Пастор читал молитву.

Дверь широко распахнулась, и на пороге появился здоровенный детина. На нем была форменная фуражка с кокардой. Это был правительственный инспектор. Из-за его спины выглядывал стражник сельской полиции.

– Хайль Гитлер!

Пастор захлопнул молитвенник и, не ответив, отошел в сторону.

– Я еще не давал разрешения на погребение, - сердито сказал инспектор матери Рени.
– Где свидетельство о том, что рот покойника осмотрен, что в нем нет золота?

Вдова дрожащими руками рылась в ящике того же стола, на котором стоял гроб. Инспектор откинул простыню, закрывавшую покойника до подбородка, и осмотрел его пальцы.

– А обручальное кольцо?

Вдова покорно протянула инспектору тоненький золотой обруч.

Он поставил в углу свидетельства печать и весело сказал:

– Можете ехать!

Прежде чем уйти, он окинул взглядом комнату и остановил его в углу за печкой, где стояла кроватка больного мальчика. Проследив за его взглядом, Цихауэр увидел лежащий перед кроваткой самодельный коврик из разноцветных лоскутков. В середине лоскутки образовали яркую красную звездочку.

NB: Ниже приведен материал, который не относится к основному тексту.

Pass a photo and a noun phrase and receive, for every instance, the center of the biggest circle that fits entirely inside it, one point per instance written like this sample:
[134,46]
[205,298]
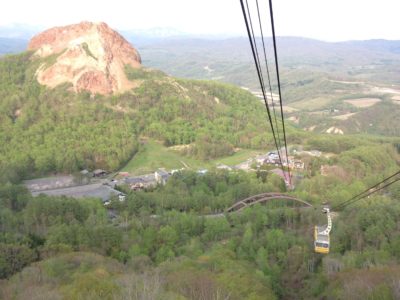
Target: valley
[119,164]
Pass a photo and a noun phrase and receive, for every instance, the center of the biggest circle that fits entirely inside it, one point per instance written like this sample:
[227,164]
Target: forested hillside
[166,243]
[54,130]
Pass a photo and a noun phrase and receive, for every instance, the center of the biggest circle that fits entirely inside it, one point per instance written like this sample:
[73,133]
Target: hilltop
[71,125]
[91,56]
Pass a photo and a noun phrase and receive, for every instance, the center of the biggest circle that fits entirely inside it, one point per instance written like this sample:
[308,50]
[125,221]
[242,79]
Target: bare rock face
[91,56]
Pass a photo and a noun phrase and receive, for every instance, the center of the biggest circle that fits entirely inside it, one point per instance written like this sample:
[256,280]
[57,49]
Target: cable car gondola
[321,235]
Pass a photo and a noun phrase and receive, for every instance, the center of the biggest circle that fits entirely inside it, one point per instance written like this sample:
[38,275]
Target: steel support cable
[259,74]
[279,83]
[268,76]
[349,201]
[372,192]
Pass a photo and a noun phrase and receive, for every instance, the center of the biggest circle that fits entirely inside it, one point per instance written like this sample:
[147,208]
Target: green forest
[176,241]
[55,130]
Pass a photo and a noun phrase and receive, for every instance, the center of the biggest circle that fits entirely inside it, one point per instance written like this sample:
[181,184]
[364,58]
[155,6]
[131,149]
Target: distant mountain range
[316,76]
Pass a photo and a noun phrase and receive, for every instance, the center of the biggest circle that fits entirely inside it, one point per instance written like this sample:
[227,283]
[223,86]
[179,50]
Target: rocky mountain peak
[91,56]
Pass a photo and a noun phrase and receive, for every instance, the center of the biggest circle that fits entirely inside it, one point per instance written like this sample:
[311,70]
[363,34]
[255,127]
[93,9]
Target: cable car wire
[361,195]
[253,44]
[268,74]
[279,82]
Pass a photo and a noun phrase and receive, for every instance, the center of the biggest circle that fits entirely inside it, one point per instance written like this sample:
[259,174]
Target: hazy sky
[330,20]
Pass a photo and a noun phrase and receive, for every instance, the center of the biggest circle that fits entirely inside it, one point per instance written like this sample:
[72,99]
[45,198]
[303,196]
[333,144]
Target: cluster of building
[271,158]
[141,182]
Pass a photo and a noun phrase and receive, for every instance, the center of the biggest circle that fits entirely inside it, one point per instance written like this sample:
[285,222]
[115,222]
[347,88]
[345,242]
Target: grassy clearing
[311,104]
[363,102]
[154,155]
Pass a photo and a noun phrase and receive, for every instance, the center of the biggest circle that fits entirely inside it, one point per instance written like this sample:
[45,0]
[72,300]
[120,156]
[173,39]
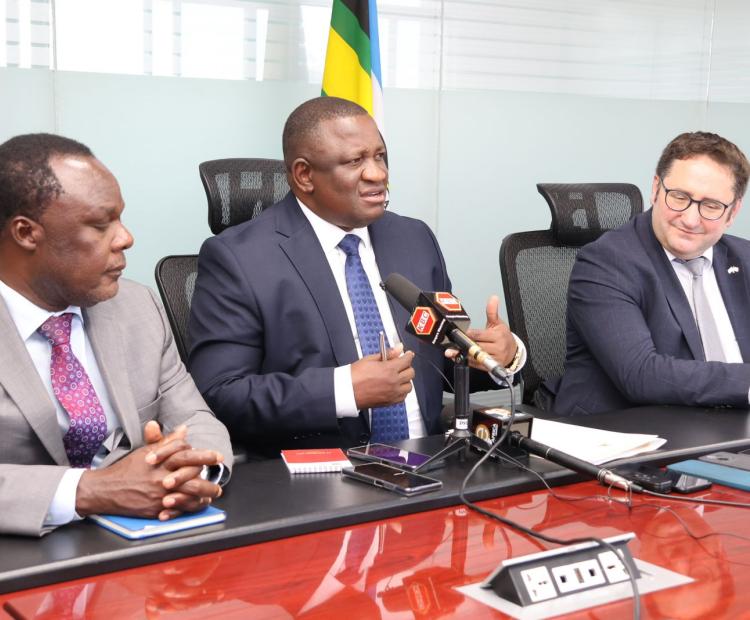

Инспектор медленно подошел к коврику, подкинул его носком сапога и обвел взглядом молча сидевших крестьян.

Все угрюмо потупились.

– Возьми!
– приказал инспектор стражнику и сказал пастору: - Теперь можете молиться. А с тобой, - он обернулся к Рени, - мы еще встретимся.

– Послушайте!..
– проговорил Цихауэр, но прежде чем он успел продолжить, Зинн схватил его за руку.

Инспектор и стражник ушли, громко хлопнув дверью. Зинн чувствовал, как дрожит локоть Цихауэра.

– Выйдем-ка, - сказал он.

Деревня была уже окутана густыми сумерками. Зажигались огни. Было очень тихо. Они стояли и молча курили. За их спинами неслышно выросла фигурка Рени.

– В Верхнем Визентале вас уже ждут.

Она еще постояла в нерешительности и пошла к дому.

– Через десять минут вынос, - не оборачиваясь, сказала она с порога дома.

Гроб несли на плечах вдоль деревенской улицы. Из домов выходили жители. Завидев процессию, они наскоро сбрасывали фартуки, облепленные стружкой, и присоединялись к хору крестьян. Некоторые выходили с фонарями и занимали места по сторонам процессии. Вскоре она была окружена цепочкой огней.